Meteorite hunters immediately geared up for the search, fully aware that discovery was improbable as it has been three decades since a fallen meteorite has been recovered in the UK. But, as luck would have it, part of the fiery mass made an audible thud when it fell next to the home of Rob and Hannah Wilcock and their daughter Cathryn.

"It was only the next morning when we went out that we saw it on the drive; a bit like a kind of splatter," Hannah Wilcock told the BBC. "And, in all honesty, my original thought was, has someone been driving around the Cotswolds lobbing lumps of coal into people's gardens?"

The family sent out photos of the small pile of black rubble and dust after scientists made appeals in the media.

Experts went to the site and retrieved 300 grams of the meteorite, which is now confirmed to be one of just 51 so-called carbonaceous chondrite meteorites ever witnessed entering the Earth's atmosphere.

"I was in shock when I saw it and immediately knew it was a rare meteorite and a totally unique event," said Richard Greenwood, a meteorite specialist from the Open University who first identified the sample. "It's emotional being the first one to confirm to the people standing in front of you that the thud they heard on their driveway overnight is in fact the real thing."

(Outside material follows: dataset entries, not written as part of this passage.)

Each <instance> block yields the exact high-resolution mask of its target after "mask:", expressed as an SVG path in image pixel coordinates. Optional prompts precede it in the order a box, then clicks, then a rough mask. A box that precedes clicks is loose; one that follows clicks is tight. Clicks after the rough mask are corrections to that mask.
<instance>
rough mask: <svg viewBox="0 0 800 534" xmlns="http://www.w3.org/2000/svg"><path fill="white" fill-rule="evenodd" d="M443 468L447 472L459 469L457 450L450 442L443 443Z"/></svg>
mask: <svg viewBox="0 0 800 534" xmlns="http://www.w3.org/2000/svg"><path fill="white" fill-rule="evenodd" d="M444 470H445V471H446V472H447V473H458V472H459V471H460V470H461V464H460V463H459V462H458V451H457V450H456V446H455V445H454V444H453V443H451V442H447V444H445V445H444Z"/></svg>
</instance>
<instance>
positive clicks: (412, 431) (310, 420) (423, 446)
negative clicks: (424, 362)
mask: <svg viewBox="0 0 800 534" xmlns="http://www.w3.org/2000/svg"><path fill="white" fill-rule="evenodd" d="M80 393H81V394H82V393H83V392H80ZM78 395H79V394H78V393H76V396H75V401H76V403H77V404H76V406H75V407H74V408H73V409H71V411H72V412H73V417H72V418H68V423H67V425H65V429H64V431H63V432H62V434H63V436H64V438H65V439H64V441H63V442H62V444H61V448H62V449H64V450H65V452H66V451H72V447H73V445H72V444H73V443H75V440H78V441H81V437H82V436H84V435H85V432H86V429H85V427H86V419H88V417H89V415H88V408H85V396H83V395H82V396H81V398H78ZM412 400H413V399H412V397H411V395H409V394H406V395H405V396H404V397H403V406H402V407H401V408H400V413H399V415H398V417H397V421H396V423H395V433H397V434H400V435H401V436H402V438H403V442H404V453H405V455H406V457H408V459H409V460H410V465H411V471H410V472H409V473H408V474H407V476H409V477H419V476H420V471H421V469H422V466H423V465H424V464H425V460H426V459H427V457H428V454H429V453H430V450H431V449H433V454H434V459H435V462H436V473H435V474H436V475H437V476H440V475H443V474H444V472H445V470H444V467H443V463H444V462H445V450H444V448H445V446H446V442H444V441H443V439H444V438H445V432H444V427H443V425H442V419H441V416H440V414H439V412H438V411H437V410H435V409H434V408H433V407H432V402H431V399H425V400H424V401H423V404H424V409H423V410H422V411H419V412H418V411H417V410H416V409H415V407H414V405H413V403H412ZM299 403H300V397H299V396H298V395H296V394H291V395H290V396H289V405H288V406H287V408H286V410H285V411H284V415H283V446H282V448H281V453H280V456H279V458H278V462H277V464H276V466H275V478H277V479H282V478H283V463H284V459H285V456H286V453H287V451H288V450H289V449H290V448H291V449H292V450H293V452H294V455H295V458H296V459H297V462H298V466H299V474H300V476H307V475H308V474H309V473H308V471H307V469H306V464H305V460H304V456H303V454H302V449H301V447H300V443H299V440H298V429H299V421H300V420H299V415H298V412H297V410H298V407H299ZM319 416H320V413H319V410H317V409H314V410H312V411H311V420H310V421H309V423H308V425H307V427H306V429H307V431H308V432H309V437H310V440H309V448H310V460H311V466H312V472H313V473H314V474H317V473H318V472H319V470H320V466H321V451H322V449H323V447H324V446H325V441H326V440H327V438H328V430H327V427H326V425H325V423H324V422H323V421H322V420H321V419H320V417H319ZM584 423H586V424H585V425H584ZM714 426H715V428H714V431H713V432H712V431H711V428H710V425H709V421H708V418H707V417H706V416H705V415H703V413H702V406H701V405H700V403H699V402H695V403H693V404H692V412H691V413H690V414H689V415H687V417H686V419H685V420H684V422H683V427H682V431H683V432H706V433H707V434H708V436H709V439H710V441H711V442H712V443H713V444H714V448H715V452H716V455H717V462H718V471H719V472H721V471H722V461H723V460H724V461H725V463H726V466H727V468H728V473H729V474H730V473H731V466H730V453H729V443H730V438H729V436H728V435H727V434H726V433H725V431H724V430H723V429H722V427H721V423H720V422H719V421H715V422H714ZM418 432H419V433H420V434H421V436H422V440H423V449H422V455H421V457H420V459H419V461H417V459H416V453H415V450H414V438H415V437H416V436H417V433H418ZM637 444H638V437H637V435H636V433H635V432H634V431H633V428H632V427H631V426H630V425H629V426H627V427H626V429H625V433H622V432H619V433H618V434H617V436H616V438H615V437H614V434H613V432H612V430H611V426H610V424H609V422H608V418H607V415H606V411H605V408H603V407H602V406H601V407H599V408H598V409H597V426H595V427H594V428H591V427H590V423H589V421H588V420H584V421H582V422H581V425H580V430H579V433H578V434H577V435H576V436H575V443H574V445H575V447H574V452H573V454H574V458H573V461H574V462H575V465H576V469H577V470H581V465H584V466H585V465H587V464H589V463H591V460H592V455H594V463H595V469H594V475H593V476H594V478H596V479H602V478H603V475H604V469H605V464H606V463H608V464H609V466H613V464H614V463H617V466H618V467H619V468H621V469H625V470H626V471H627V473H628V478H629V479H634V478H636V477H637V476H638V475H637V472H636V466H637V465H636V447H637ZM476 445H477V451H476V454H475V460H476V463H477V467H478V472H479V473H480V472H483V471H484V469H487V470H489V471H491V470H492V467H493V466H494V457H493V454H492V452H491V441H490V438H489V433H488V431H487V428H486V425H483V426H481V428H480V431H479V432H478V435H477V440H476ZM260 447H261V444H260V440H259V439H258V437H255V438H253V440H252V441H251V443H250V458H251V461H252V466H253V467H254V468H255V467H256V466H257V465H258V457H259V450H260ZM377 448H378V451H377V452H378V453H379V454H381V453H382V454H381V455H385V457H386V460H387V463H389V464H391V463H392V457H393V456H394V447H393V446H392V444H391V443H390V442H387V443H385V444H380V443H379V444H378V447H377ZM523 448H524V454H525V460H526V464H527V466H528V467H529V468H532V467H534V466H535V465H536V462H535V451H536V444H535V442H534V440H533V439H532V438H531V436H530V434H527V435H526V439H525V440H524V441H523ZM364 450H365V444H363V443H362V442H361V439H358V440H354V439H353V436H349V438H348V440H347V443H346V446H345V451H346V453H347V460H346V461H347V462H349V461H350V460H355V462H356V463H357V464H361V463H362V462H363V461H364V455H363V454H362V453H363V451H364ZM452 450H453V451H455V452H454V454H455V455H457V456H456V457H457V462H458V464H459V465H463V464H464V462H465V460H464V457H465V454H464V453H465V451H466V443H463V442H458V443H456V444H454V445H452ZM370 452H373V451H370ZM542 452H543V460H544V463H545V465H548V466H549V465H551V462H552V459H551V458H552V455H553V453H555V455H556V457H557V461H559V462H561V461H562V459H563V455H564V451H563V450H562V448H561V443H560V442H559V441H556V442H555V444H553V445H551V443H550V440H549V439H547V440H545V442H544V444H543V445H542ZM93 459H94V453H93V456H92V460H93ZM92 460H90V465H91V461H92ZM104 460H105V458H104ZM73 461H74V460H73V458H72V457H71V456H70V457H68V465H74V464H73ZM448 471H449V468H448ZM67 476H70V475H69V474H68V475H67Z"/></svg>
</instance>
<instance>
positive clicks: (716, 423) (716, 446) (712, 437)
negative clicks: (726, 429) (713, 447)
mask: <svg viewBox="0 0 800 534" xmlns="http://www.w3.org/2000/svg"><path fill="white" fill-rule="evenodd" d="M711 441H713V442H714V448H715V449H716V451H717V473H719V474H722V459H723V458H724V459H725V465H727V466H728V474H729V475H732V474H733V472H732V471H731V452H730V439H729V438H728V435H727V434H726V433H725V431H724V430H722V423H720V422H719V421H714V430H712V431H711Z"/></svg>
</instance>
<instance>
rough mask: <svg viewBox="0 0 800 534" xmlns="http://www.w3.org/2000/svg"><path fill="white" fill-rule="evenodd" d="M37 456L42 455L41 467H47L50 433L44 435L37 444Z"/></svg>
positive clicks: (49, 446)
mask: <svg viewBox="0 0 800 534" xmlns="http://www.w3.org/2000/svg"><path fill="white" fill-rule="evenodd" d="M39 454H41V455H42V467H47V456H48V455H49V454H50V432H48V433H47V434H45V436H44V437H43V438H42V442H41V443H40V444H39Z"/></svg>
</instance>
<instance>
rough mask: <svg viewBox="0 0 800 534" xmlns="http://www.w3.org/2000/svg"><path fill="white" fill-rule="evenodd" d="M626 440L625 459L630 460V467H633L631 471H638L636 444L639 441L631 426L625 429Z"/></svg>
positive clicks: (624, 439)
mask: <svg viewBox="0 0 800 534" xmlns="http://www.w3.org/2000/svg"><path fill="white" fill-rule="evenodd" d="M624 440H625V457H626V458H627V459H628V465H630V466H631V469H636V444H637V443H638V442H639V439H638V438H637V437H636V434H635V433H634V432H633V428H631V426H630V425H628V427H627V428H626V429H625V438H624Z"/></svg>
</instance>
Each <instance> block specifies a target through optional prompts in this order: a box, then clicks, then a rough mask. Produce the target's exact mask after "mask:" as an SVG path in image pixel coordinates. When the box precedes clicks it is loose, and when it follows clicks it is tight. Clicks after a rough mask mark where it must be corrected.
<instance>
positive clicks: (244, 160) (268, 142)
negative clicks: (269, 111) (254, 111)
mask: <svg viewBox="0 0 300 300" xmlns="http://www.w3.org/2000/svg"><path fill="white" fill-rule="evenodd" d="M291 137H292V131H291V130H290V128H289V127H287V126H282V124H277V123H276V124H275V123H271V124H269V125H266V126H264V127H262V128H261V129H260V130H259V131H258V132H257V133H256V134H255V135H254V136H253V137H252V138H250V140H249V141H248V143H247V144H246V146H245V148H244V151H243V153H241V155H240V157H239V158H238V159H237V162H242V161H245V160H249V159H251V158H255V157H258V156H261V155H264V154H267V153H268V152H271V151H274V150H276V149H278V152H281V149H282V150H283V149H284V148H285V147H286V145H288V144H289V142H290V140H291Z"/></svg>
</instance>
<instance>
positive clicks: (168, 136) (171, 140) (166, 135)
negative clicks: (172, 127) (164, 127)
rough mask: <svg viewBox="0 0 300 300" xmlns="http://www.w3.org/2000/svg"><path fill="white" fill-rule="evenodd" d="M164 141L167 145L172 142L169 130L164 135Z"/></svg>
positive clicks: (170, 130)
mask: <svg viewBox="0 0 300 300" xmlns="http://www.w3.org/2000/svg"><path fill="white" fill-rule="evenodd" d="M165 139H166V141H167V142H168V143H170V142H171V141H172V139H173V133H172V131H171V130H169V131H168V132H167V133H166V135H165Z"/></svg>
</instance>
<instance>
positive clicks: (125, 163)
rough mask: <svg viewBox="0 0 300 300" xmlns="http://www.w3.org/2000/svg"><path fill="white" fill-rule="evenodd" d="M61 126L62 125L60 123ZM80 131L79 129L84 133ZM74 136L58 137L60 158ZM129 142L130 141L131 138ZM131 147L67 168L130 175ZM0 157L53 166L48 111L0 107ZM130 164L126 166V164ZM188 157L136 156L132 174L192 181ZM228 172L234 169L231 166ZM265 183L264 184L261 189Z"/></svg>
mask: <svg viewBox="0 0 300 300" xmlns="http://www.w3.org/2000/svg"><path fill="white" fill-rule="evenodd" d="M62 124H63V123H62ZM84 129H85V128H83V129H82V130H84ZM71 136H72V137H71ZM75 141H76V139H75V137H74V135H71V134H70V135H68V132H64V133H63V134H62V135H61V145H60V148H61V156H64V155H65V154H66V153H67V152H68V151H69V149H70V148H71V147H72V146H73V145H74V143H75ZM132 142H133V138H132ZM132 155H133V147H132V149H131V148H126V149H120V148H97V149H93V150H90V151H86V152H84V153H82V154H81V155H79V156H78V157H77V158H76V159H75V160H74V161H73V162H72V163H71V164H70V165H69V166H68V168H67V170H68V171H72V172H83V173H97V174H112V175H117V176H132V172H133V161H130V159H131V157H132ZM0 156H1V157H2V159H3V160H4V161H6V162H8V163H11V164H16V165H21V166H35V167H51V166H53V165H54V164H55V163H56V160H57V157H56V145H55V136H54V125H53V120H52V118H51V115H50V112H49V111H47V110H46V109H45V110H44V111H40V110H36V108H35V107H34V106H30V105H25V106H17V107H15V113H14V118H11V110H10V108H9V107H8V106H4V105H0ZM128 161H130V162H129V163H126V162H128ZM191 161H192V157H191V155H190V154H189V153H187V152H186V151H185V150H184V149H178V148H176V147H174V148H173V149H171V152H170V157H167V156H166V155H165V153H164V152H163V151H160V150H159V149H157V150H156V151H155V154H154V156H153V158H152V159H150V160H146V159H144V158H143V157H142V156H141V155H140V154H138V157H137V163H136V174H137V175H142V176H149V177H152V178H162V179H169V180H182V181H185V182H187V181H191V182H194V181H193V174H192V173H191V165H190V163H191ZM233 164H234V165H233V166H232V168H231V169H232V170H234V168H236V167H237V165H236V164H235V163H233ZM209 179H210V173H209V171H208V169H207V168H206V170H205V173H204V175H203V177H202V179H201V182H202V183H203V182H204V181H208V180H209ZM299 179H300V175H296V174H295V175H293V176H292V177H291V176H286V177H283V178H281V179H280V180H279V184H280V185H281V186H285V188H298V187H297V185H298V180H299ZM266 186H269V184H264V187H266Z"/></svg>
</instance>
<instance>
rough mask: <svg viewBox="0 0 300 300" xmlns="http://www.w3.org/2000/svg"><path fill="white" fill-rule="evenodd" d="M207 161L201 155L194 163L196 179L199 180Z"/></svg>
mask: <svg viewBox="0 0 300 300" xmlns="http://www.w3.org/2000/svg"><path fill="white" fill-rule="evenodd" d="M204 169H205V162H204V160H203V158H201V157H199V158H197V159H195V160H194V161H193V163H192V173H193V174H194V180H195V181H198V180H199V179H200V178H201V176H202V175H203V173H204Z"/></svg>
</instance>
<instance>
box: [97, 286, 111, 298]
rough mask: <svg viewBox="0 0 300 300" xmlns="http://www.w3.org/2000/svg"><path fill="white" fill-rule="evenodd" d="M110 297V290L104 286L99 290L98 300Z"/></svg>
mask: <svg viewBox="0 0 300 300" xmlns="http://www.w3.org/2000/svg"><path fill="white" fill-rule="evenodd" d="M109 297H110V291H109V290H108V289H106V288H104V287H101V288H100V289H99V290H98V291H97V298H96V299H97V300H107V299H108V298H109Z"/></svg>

Meteorite camera operator Ben Stanley captured the moment the space rock blazed across England. UNIVERSITY OF MANCHESTER

The rock amounts to a molecular time capsule that originated just under 4.6 billion years ago, which was around the same time as the birth of the solar system, and provides scientists with an unaltered view of the chemistry of our cosmic neighborhood during its formation.

Carbonaceous chondrites also bear carbon-based organic compounds, including amino acids, that are the building blocks of life, giving scientists clues as to how biological processes may have first begun on Earth.

"This is a hugely exciting scientific event, as it is the first time in 30 years that a meteorite sample has fallen and been recovered in the UK," said Katherine Joy, a meteorite expert from the University of Manchester. "Normally, we have to send spacecraft to collect bits of other worlds, but this time one has fallen right into our laps. We look forward to using our laboratories in Manchester and working with our colleagues to investigate how the newly recovered UK meteorite fall can provide insights to how planets in the early solar system were formed."

There are approximately 65,000 known meteorites on Earth. Only 1,206 have been witnessed to fall, and of these only 51 are carbonaceous chondrites, according to Manchester experts.

This is the first known carbonaceous chondrite to have been found in the UK, and the first meteorite to be recovered in the UK since 1991 when a 767-gram space rock landed in a man's garden in the village of Glatton, Cambridgeshire.